Providing care closer to homeBMJ 2007; 335 doi: https://doi.org/10.1136/bmj.39371.523171.80 (Published 25 October 2007) Cite this as: BMJ 2007;335:838
- Chris Salisbury, professor of primary health care,
- Sarah Purdy, consultant senior lecturer in primary health care
The 2006 National Health Service (NHS) white paper, Our health, our care, our say, set out a strategy to provide more services in the community, closer to people's homes.1 The report of the evaluation has just been published,2 along with a report from the specialties involved.3 The strategy was based on international experience that moving care from large hospitals to smaller local sites improves patient satisfaction and outcomes and is more cost effective. The scheme involves new and more integrated care pathways, polyclinics that provide a wide range of diagnostic and therapeutic services,4 and renewed investment in community hospitals. Plurality of services, and the system of “payment by results” by which money follows patients, should enhance patient choice and incentivise quality and value.5
The white paper included a commitment to evaluate the strategy in 30 “closer to home” demonstration sites in six specialties: dermatology; ear, nose, and throat; general surgery; gynaecology; orthopaedics; and urology. The services provided by the demonstration sites varied, from home based catheter care to day case surgery. Many involved general practitioners, nurses, or other health professionals working as practitioners with special interests. Implementation of the demonstration sites and their effect on access to care, quality of care, and costs were evaluated.
What can we learn from these reports? Developments were often driven by the enthusiasm of local clinicians and the availability of a suitable venue, as much as by healthcare needs. Not surprisingly, sites that had local champions and that consulted widely with stakeholders found it easiest to establish services. Some sites creatively redesigned services to break down traditional barriers between primary and secondary care. The aim of improving patient satisfaction appears to have been achieved. Patients found the new local services more convenient, they experienced shorter waiting times, and they were happy with the quality of care they received.
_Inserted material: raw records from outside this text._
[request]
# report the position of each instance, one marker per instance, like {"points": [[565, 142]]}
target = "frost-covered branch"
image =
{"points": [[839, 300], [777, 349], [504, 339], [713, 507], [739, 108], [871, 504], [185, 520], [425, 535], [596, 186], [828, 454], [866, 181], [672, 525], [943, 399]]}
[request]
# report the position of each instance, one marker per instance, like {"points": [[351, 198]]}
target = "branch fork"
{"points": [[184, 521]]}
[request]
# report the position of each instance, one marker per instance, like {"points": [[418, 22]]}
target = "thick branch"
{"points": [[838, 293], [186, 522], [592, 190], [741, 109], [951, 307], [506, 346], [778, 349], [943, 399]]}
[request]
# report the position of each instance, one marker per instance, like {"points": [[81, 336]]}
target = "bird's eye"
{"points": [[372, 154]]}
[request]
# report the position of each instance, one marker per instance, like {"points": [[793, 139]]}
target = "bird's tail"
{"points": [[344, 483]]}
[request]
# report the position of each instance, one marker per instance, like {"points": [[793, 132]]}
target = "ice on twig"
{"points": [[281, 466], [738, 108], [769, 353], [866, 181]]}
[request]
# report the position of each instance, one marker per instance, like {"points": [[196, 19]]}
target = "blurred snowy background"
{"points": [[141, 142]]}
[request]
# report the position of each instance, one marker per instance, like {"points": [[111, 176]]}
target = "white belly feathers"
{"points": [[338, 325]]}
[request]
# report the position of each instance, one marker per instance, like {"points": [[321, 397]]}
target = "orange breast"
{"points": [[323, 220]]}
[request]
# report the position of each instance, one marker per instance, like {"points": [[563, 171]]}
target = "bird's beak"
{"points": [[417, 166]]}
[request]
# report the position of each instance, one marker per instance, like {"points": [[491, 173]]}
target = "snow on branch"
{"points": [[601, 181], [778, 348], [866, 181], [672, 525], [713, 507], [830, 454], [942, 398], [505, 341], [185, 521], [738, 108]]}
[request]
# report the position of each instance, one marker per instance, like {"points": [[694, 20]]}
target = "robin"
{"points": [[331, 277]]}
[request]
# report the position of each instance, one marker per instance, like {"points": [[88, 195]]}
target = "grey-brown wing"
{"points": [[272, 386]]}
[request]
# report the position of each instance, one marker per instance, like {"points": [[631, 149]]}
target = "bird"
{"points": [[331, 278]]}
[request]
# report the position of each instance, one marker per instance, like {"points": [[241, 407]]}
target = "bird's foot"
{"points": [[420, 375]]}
Drawing conclusions about cost effectiveness is more problematic. Under payment by results, hospitals are paid using a fixed national tariff, which is based on an estimate of the average cost of providing care within broad categories such as general surgery outpatients.6 A standard tariff was used to encourage providers to focus on quality and quantity of referrals rather than price.5 However, many of the demonstration sites provided care for simple procedures at well below the tariff. This does not mean that these demonstration sites necessarily represent better value, as it is important to distinguish between the cost of providing a service and the price hospitals have to charge. Several studies have shown that care in the community is generally more costly than hospital based care.7 8 9 Diverting low cost cases, on which hospitals make a profit, while leaving them with the complex and expensive cases, on which they make a loss, is unsustainable.
In addition, most demonstration sites were designed to increase capacity so that waiting lists could be cut; this represents an additional cost. Savings can be made only by disinvesting in hospitals, but if the marginal cost of providing low complexity care in hospitals is less than the cost of establishing new services in the community this may not ultimately be good value. Finally, the increased capacity, accessibility, and popularity of closer to home services are likely to lead to an increase in demand, particularly if (as in some cases) these services provide direct access for patients without referral from a general practitioner. Therefore, this policy could actually increase total costs to the NHS.
The third aim of the policy was to improve outcomes for people. Although the evaluators asked patients and staff about quality of care, no objective measures of quality, outcome, or competency were available. This is worrying, as care is being transferred from one type of practitioner to another and from centralised units to smaller peripheral centres. Both hospital consultants and some of the community practitioners expressed concern about this matter. In particular, some nurses were worried about their lack of training for the new responsibilities they had been given. Training needs and accreditation criteria have now been defined for general practitioners and pharmacists,10 but for nurses this is an ongoing problem that needs to be resolved, and robust arrangements to audit quality and outcomes are essential.
Finally, a tension exists between promoting patient choice and providing value for money. The demonstration sites seemed to be designed to increase choice for commissioners rather than for patients, because they often involved triage of patients referred for secondary care. Some patients prefer to attend hospitals,11 and it will be interesting to see whether commissioners allow this choice to be exercised if the price of hospital care is higher.
Despite these caveats, the aim of providing care closer to home is laudable. It could potentially offer high quality and accessible care in a way that patients prefer. The vision set out in the white paper is radical and could have important implications for the future shape of health care in England. However, most of the demonstration sites are currently of small scale, and the evaluation provides limited evidence about the costs and benefits of the policy. It highlights the need for careful attention to implementation, costs, quality, and training as the policy is rolled out more widely.
Competing interests: None declared.
Provenance and peer review: Commissioned; not externally peer reviewed.